C’est assez compliqué, Aloha Nuñez a reçu Marys Fernandez, la dernière victime de ce conflit. Mais les institutions ne sont pas présentes sur le terrain. Le message ne passe pas. A chaque fois que le fils de Sabino Romero et sa mère reviennent à la Gobernacion de Maracaibo, ils sont ignorés. Les militants de Caracas ont un réseau de soutien dans les institutions, pour qu’on accueille ces femmes organisées dans l’association Oripanto Oayapo Tuonde (femmes pour la défense du territoire) et c’est dans ce cadre-là qu’elles arrivent à être reçues. La dernière fois, elle est venue avec tous les témoins de son enlèvement pour déclarer devant le Ministère Public, à Caracas, parce que la fiscalia de Machiques est complètement corrompu par les propriétaires terriens qui ont un vrai pouvoir dans cette région. A Maracaibo, il existe également ces liens. C’est compliqué, il faut constamment bouger pour obtenir justice.

Ce qu’on demande aujourd’hui à Aloha Nuñez, c’est de faciliter ce dialogue. Parce qu’aujourd’hui il y a des divisions entre les Yukpa. Et ces divisions elles sont liées au fait que les propriétaires terriens forment leurs groupes d’Indiens qui vont défendre leurs oppresseurs.

Pour construire l’histoire de votre film, vous vous laissez guider par ces femmes Yukpa. Selon vous la transmission d’une voix collective et féminine est en mesure d’apporter quelque chose qui n’a pas été vue ni entendue jusqu’ici?

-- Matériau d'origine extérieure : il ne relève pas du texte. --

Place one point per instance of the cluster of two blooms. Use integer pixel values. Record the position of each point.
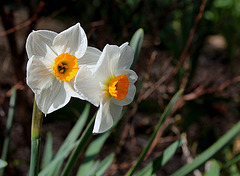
(62, 66)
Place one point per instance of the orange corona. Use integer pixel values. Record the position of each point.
(65, 66)
(118, 87)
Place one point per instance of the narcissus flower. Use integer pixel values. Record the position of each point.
(110, 85)
(53, 63)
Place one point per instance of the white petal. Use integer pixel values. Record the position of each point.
(52, 98)
(129, 97)
(73, 41)
(132, 76)
(106, 63)
(87, 87)
(39, 73)
(103, 119)
(115, 110)
(90, 58)
(69, 87)
(39, 43)
(126, 57)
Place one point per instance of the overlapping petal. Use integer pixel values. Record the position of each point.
(113, 61)
(90, 58)
(87, 87)
(103, 120)
(73, 41)
(39, 75)
(126, 58)
(39, 43)
(43, 47)
(105, 65)
(52, 98)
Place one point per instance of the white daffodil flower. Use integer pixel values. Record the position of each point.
(53, 63)
(110, 85)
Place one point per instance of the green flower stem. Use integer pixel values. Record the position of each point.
(8, 126)
(37, 118)
(83, 141)
(164, 116)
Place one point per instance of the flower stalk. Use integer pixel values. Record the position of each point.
(37, 118)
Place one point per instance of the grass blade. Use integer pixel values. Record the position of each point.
(136, 44)
(208, 153)
(160, 161)
(165, 114)
(8, 126)
(92, 151)
(37, 118)
(67, 145)
(104, 165)
(214, 168)
(48, 151)
(83, 141)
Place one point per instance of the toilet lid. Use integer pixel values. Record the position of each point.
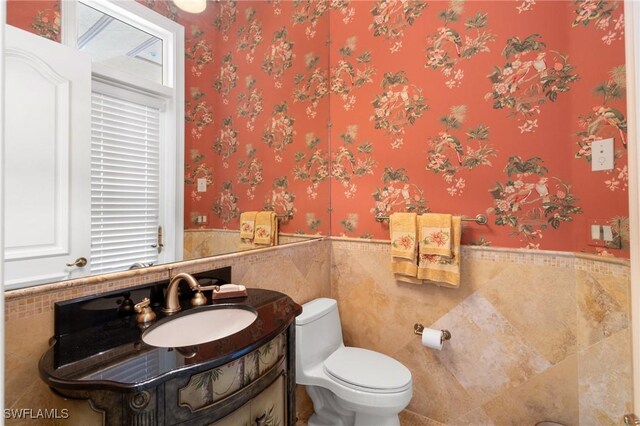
(367, 369)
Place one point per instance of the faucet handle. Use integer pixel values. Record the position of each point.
(139, 307)
(198, 298)
(214, 287)
(144, 311)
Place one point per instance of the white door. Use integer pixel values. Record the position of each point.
(46, 163)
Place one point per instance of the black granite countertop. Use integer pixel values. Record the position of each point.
(105, 351)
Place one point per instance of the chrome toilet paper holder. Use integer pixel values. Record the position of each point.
(419, 328)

Tout à fait, c’est tout à fait cela. Lucia est une femme incroyable, c’est une combattante. Le film pourrait être sur elle, j’ai choisi un collectif de femmes parce que je pense qu’elle n’est pas la seule à se battre. Bien qu’elle ait été la femme de Sabino, Lucia n’a jamais été en retrait par rapport à lui, c’est une femme au caractère très fort et qui d’ailleurs ne parle pas très bien l’espagnol. Dans mon tournage je vais lui demander de raconter son expérience en langue yukpa, parce qu’il est évident que ce n’est pas la même manière de la raconter. La voix des femmes est essentielle: elles ont une manière différente de raconter le conflit, parce qu’en tant que femmes qui ont des enfants, elles portent la vie en elles. C’est aussi leurs enfants qui vont pouvoir continuer la lutte de Sabino Romero.

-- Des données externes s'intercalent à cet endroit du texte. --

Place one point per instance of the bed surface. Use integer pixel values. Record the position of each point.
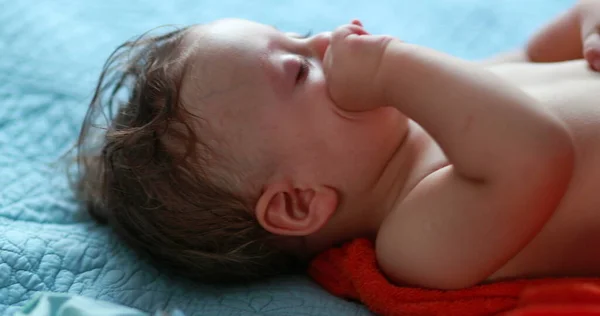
(51, 53)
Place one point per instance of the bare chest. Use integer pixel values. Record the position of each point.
(569, 244)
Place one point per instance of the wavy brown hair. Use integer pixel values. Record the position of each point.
(144, 169)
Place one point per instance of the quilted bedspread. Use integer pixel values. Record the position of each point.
(51, 52)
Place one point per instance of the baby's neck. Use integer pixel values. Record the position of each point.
(417, 156)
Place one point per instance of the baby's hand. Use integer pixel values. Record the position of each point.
(573, 35)
(352, 66)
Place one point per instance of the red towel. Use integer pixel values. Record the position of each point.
(351, 272)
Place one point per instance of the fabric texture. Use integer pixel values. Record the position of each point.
(52, 52)
(351, 272)
(54, 304)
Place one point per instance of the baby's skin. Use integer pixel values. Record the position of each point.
(461, 172)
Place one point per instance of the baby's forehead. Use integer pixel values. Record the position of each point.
(223, 66)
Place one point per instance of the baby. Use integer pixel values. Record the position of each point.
(234, 151)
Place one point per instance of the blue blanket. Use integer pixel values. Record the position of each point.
(51, 52)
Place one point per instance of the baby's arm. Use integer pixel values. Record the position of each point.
(510, 160)
(510, 165)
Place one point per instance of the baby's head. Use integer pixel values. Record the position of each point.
(224, 155)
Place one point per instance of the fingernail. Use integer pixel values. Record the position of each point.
(596, 64)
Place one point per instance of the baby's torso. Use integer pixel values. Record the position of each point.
(569, 244)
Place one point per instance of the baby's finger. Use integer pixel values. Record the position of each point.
(591, 50)
(589, 14)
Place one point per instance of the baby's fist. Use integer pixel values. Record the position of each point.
(353, 68)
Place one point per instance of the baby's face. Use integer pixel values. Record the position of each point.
(264, 96)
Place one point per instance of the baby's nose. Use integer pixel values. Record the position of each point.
(319, 44)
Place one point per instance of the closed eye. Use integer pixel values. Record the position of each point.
(303, 70)
(300, 36)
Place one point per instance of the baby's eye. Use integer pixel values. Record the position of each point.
(303, 70)
(300, 36)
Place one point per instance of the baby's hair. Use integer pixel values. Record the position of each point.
(147, 173)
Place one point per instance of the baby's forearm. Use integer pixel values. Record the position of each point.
(485, 126)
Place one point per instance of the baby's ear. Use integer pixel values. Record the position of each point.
(288, 211)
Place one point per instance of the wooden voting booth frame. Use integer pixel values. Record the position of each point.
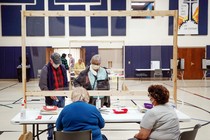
(24, 14)
(79, 43)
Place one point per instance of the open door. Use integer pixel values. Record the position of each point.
(193, 62)
(86, 52)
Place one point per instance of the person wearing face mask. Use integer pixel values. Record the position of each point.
(53, 77)
(94, 77)
(160, 122)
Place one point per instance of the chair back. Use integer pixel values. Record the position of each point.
(73, 135)
(190, 135)
(158, 73)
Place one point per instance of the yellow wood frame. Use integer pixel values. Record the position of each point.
(24, 14)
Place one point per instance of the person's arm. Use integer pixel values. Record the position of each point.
(43, 79)
(59, 125)
(101, 122)
(143, 134)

Aussi, si on parle dans le cadre plus général de la Révolution Bolivarienne, où les femmes blanches, noires, indiennes, paysannes, ouvrières, se sont appropriés du pouvoir… Je pense qu’elles ont appris à se dire « Nous aussi, on peut parler. Nous aussi on peut se battre pour nos terres ». Lucia et Anita sont des femmes époustouflantes de force. On a assassiné des fils d’Anita et le mari de Lucia, et elles continuent d’être debout ! Elles ont un regard féminin qui est spécial : elles sont mères, elles sont filles, elles sont veuves, elles sont orphelines. Guillermina est une femme qui a perdu deux maris assassinés. L’époux de Marys a aussi été tué. Ana Maria et Marys on eu quatre frères assassinés. Ce sont elles qui continuent la lutte, il n’y a plus d’hommes dans ces terres. Leur parole est très importante.